Sunday, January 24, 2010

Future growth for Bharat Forge will be India-led: Baba Kalyani


Manu P. Toms

Mumbai, Jan. 9

By expanding into the non-automotive space, Bharat Forge — one of the world's largest forging companies — expects to bounce back to its earlier levels of profitability. With its large exposure to overseas markets, the forging company saw business going slow in the last few quarters. It declined 37 per cent to Rs 434 crore for the second quarter of the current fiscal.

However, with the robust domestic growth, product diversification and revival in overseas markets, the company hopes to do well. “In the next two-three quarters it (business) will come back to normal,” said Mr Baba Kalyani, Chairman and Managing Director, Bharat Forge, in a recent interaction. Excerpts:

Now you are aggressively targeting business from the non-automotive space. What is the strategy behind this move?

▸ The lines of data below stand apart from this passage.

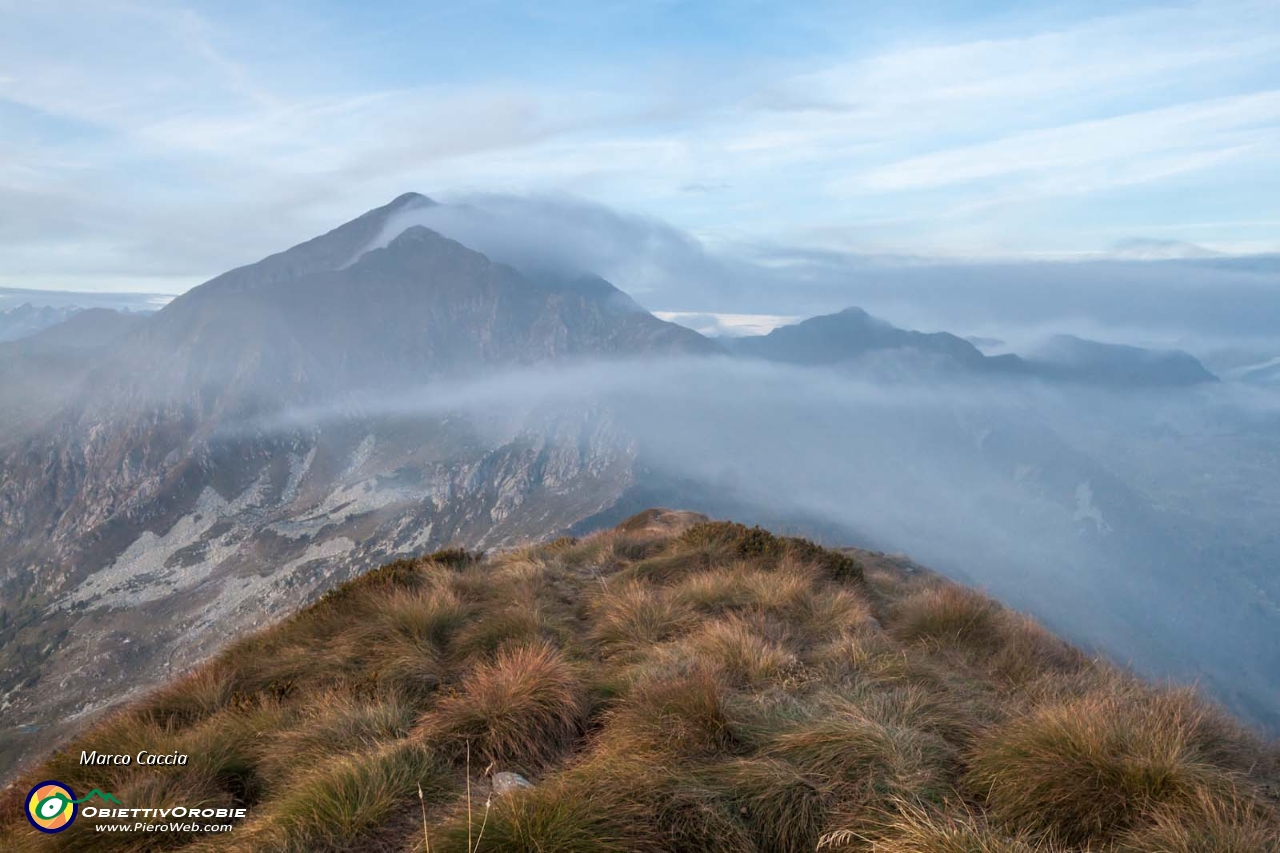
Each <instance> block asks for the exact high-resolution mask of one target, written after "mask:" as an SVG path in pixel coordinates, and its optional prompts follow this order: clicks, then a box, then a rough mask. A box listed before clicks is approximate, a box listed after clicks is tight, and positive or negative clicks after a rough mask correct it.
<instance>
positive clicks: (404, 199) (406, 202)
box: [370, 192, 435, 213]
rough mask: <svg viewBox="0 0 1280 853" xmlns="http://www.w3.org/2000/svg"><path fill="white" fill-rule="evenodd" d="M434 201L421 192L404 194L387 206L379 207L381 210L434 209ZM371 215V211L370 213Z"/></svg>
mask: <svg viewBox="0 0 1280 853" xmlns="http://www.w3.org/2000/svg"><path fill="white" fill-rule="evenodd" d="M434 206H435V201H434V200H431V199H430V197H428V196H424V195H422V193H421V192H404V193H401V195H398V196H396V197H394V199H392V201H390V204H389V205H385V207H381V209H383V210H388V209H389V210H403V209H406V207H434ZM370 213H372V211H370Z"/></svg>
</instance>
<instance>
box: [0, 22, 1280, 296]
mask: <svg viewBox="0 0 1280 853" xmlns="http://www.w3.org/2000/svg"><path fill="white" fill-rule="evenodd" d="M460 6H461V8H460ZM0 20H3V26H0V284H5V286H10V287H50V288H68V289H129V291H138V289H145V291H164V292H175V291H180V289H184V288H187V287H191V286H193V284H196V283H198V282H201V280H205V279H207V278H210V277H211V275H214V274H216V273H219V272H221V270H224V269H227V268H229V266H233V265H237V264H242V263H247V261H252V260H255V259H257V257H260V256H262V255H265V254H269V252H271V251H276V250H279V248H283V247H285V246H288V245H291V243H294V242H298V241H301V240H305V238H307V237H311V236H314V234H315V233H319V232H321V231H325V229H328V228H330V227H333V225H334V224H337V223H339V222H342V220H346V219H348V218H351V216H353V215H356V214H358V213H361V211H364V210H366V209H369V207H372V206H376V205H379V204H383V202H385V201H387V200H389V199H392V197H393V196H396V195H398V193H401V192H403V191H407V190H416V191H421V192H426V193H429V195H435V196H442V197H449V196H460V195H466V193H476V192H484V193H493V192H498V193H534V195H548V193H549V195H553V196H561V195H567V196H571V197H575V199H581V200H589V201H593V202H598V204H602V205H608V206H611V207H614V209H620V210H625V211H628V213H632V214H637V215H641V216H652V218H655V219H659V220H663V222H666V223H669V224H672V225H673V227H676V228H678V229H682V231H685V232H687V233H690V234H692V236H695V237H696V238H698V240H699V241H701V242H703V243H704V245H705V246H707V247H708V248H709V250H710V251H733V248H735V247H741V246H745V245H753V243H759V245H771V246H777V245H783V246H795V247H803V248H806V250H809V248H812V250H828V251H838V252H854V254H864V255H913V256H924V257H938V259H947V260H954V259H1091V257H1100V256H1135V257H1148V256H1167V255H1197V254H1204V252H1221V254H1252V252H1274V251H1280V168H1277V161H1280V4H1277V3H1275V1H1262V3H1258V1H1249V0H1245V1H1240V3H1236V1H1234V0H1225V1H1221V3H1206V4H1194V3H1192V4H1138V5H1128V4H1119V3H1108V4H1101V3H1075V4H1060V5H1039V6H1037V8H1036V9H1034V10H1029V9H1028V8H1027V4H1000V3H897V4H870V3H786V4H782V3H772V4H765V3H753V1H749V0H748V1H740V3H676V1H659V0H654V1H649V3H641V1H625V0H620V1H612V3H611V1H608V0H603V1H596V3H567V1H557V0H550V1H544V3H529V4H525V3H474V4H451V5H445V4H417V3H403V4H401V3H380V4H355V3H334V1H329V3H187V4H169V3H164V1H159V0H157V1H146V3H142V1H138V3H128V1H120V0H93V1H92V3H83V4H81V3H60V1H58V0H46V1H42V3H17V1H13V0H0ZM659 307H660V306H659Z"/></svg>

We have set a target of 40 per cent of our sales from the non-automotive space by 2012, and we are pretty much on target. The ratio currently is 21:79 and is moving towards 30 per cent.

Being the largest auto component exporter, how did the downturn in the global market affect your business?

Quite badly, our export numbers have come down. Last year, degrowth started in October 2008. At that time it went down to 20 per cent. Then it started slowly picking up. We are probably now running at 60 per cent (of 2007 levels). We are gaining momentum in this not because markets are coming back but because we are getting customers. We are hopeful that in another two-three quarters it will come back to normal.

How are your overseas plants doing as those markets are still not out of the woods?

We have restructured our overseas plants to what demand we see. They are running at a lower capacity but they will run profitably. We have taken a lot of restructuring costs this (financial) year.

How did you readjust yourself to the downturn?

The good thing is the Indian market is doing exceedingly well. Fundamentally, it is not that it is a recession and that after three years it is going to be back to be normal. What is really happening in the industry is it is resetting itself. The whole industry is going to get reset.

The US was producing 16.5 million vehicles in 2007. It came down to 10 million in 2009. Nobody is betting that it will get back to 16 million in three years. It may be 12 million. So the whole supply industry has to readjust to that. That is the reality in the US and Europe. But in India and China and emerging markets we are growing at a faster rate than we thought.

What is the contribution of exports to your overall revenue?

On an average our export (ratio) is 40:60. When export is at its peak 60 per cent of the sales will be exports and in times like this it will be 40. Going forward, it will be more India-led growth because non-automotive side – power plants and nuclear business – will be Indian.

What is the outlook for the overseas markets?

North America is reviving slow but steady. At least it is no longer going in the south direction.

In Europe, we see a revival but it is largely because inventory has gone out of the system in 2009.

In 2009, the downturn in Europe was extremely bad not because the demand went down that much but because the stocks were high.

Now there are no stocks in the system and we see real demand. Although it is lower than what was before it is higher than 2009 levels. But, I think in Europe, the pain is not over yet. It will be another two-three years before it will get back to recovery.